Photo by explorenation # on Unsplash

The Capstone Project: The first think

Maximilian Pollak
3 min readFeb 7, 2022

--

The initial thoughts about how to realize my Data Engineering capstone project involving stock analysis.

With this series of articles, I want to take you on a road with me, through trials, thoughts, experiments, troubles and success that a Data Engineer (DE) in training might encounter when he builds his first fully-fledged DE project.

Project overview:

The project's goal is to have daily data on stocks and ETF’s and use it to build your own portfolio in a frontend. It also should have a nice visualization and simple to understand analytics of said portfolio.

I want this “product” to make my own life easier, by having a nice and simple way to track how my portfolio is performing.

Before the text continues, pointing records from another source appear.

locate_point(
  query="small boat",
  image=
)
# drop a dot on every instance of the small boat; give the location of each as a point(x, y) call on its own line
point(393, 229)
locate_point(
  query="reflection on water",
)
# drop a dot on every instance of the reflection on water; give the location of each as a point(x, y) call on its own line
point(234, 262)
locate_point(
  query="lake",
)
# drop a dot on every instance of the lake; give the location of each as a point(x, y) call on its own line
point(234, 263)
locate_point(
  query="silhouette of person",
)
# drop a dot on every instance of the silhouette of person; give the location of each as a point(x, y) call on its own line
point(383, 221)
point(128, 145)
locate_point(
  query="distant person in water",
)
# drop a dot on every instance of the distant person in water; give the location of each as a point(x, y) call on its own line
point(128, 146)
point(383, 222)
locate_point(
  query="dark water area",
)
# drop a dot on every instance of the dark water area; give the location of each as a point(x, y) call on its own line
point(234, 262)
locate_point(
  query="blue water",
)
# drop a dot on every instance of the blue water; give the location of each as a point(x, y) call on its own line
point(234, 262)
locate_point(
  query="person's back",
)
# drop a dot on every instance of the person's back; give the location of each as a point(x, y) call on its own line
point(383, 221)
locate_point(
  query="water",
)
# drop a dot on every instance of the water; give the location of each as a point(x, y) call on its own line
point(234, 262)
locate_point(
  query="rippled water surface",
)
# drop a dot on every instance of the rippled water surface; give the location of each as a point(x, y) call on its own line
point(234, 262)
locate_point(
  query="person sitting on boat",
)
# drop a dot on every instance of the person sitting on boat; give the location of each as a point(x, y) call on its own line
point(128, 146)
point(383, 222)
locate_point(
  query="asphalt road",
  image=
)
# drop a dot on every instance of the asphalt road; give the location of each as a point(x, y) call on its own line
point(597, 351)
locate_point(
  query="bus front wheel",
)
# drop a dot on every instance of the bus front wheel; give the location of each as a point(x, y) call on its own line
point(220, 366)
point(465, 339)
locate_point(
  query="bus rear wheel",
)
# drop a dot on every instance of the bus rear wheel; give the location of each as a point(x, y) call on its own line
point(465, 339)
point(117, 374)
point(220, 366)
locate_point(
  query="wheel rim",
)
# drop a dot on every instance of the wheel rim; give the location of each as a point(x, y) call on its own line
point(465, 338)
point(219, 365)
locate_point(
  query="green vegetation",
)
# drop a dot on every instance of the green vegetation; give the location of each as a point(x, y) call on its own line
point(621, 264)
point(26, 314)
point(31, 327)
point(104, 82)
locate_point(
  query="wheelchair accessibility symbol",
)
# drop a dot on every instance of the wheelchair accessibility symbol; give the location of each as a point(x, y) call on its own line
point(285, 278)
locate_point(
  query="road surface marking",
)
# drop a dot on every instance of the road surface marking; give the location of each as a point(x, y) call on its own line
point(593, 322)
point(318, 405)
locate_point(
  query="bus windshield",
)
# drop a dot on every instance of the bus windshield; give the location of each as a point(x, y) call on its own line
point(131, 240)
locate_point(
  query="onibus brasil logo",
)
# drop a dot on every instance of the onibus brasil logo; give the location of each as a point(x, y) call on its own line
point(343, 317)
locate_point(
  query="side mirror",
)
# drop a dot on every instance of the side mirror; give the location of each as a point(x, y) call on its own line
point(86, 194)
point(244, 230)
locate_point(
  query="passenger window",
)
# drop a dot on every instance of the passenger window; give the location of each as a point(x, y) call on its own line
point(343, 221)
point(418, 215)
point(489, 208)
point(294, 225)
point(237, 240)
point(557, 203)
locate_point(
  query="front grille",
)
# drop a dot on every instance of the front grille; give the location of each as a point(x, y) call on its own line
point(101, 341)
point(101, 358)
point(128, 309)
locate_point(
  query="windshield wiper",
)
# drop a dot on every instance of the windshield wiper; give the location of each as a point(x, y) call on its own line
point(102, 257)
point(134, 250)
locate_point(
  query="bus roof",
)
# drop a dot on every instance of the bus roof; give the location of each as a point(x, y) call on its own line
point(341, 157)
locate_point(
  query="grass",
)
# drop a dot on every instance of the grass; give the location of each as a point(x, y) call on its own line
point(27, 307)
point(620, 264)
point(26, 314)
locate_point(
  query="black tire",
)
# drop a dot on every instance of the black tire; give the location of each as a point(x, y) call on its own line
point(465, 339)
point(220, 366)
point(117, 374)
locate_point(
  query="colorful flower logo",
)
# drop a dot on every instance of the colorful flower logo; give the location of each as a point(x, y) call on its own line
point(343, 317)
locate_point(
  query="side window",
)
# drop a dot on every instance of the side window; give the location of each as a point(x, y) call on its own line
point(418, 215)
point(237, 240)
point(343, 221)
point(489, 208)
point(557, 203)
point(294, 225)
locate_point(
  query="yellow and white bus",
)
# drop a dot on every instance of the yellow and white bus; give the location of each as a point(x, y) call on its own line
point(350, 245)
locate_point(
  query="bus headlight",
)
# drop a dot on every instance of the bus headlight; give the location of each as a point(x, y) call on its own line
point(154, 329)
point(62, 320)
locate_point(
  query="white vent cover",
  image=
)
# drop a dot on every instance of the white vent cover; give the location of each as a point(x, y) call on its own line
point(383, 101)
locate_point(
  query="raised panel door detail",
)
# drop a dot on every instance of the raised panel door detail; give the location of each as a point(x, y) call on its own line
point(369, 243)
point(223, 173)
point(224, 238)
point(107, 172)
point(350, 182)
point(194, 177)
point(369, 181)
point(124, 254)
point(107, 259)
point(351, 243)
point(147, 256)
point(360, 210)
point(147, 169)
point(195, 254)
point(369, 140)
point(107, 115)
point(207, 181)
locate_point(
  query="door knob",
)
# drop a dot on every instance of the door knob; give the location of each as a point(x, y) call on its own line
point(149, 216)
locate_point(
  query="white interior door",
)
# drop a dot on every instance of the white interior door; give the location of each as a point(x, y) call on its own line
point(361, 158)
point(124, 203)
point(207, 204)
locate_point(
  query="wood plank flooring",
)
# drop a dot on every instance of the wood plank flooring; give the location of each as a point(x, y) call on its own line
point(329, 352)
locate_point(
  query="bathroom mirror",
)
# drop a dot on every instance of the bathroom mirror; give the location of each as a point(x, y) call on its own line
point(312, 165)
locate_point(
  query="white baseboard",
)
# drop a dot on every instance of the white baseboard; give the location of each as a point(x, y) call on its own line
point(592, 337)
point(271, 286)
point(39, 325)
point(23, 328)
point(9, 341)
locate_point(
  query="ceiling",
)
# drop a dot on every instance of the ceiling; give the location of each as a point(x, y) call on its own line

Especially for dividends investing there aren’t any nice/easy ways to do this yet.
So I decided to make this my capstone project for the Pipeline Academy Data Engineering Bootcamp.

I hope you enjoy these articles and come along for the ride.

First figure out what you want, then figure out what you need.

Photo by Brett Jordan on Unsplash

What is needed?

The first part I have to do is to figure out what is really needed to make it work, and what can be added later to improve upon the skeleton product.
So let’s list what we need:

  1. We need a way to get tickers from the stock exchanges that we want to track.
  2. We need a way to automatically get all the financial data that we want for these tickers
  3. We need a way to transform the data (since we have to grab it from multiple sources) and combine it to make a complete picture.
  4. We need a way to store the data so it’s retrievable (RDB)
  5. We need a way to interact and communicate with all parts (data acquisition, transformation, data storing) (most likely an API)
  6. We need a frontend that can display the stock information.

Now, this is the minimum we need. We do not need it at scale right away, we just need to do it for one or two stocks and if that works, then we can slowly expand each part of the process.
The reason why I want to keep things separate like this is so that each part is its own and can be upgraded or changed without affecting the other parts.
So we in total have 5 different separate parts.

Data-Acquisition | -Transformation | -Storage | Middleware (API)| Frontend

Now I’m unsure if this will be the final 5 big parts we have or if some will merge (like Data Acquisition and Transformation) or not.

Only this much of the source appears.